In the context of spreading demonstrations against cop violence at the time, police and city officials were faced with immediate protests and a call for an independent investigation from Scott’s family, leaders of the International Longshoremen’s Association and community groups.
Two days after the shooting a cellphone video taken by Feidin Santana, a barber who was on his way to work, was made public. It not only showed Slager shooting Scott in the back, but also dropping an object that looked like a stun gun near the body. The North Charleston Police Department fired Slager the next day.
Murder charges against him ended in a mistrial in December 2016, but in a plea deal in May this year Slager admitted guilt to violating Scott’s civil rights by using excessive force against him.

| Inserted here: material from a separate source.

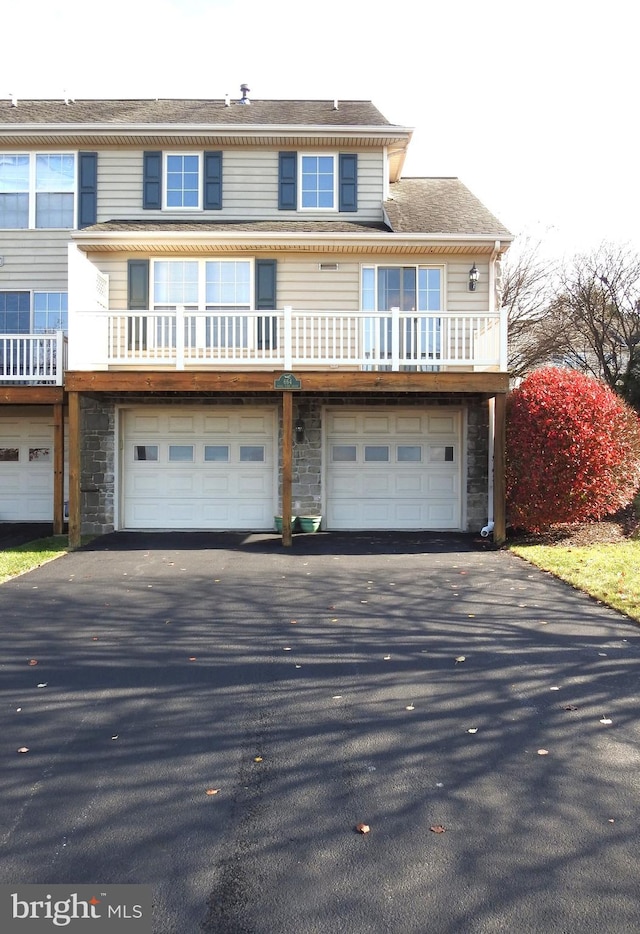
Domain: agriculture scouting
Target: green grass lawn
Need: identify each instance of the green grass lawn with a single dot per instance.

Slager’s attorneys argued that the shooting was of manslaughter severity, while prosecutors said it was akin to second-degree murder and called for life imprisonment. U.S. District Judge David Norton, calling the shooting “reckless, wanton and inappropriate,” condemned Slager to 20 years in prison.
Walter Scott’s family members expressed satisfaction with the sentence. His mother, Judy Scott, and brothers Rodney and Anthony Scott, all said they forgave Slager.
“The sentence is severe enough — and jail time for policemen is a big thing, it doesn’t happen that often,” Dwayne German, 58, a maintenance worker at The Citadel military college in Charleston, said by phone Dec. 18. “But the evidence, the video, everything pointed to Slager’s guilt. Walter Scott wasn’t shot in the chest, he was shot in the back, so it was hard to argue self-defense.”
I met German when I traveled to North Charleston to join the protests against Scott’s killing and to cover the fight to bring Slager to justice for the Militant. German’s stepson, 19-year-old Denzel Curnell, died in police custody in June 2014.
“Those who enforce our laws must also abide by them — and this Department of Justice will hold accountable anyone who violates the civil rights of our fellow Americans,” Attorney General Jeff Sessions said in a statement. “On behalf of the Department of Justice, I want to offer my condolences to the Scott family and loved ones.”
“Officers rarely receive any prison sentence at all for their crimes, and while Officer Slager is receiving what some may see as a strong sentence, we know that no punishment can repair the hole left in the lives of his loved ones,” Sherrilyn Ifill, president and director-counsel of the NAACP Legal Defense and Educational Fund, said in a statement. “The fact is that Walter Scott should be alive today.”
“It wasn’t enough but I’m glad he didn’t get off the hook,” Evangeline Michelle Felder, 60, a certified nursing assistant in Charleston, said by phone Dec. 18. “Twenty years was better than nothing. A lot of us thought he would get off with a slap on the hand.”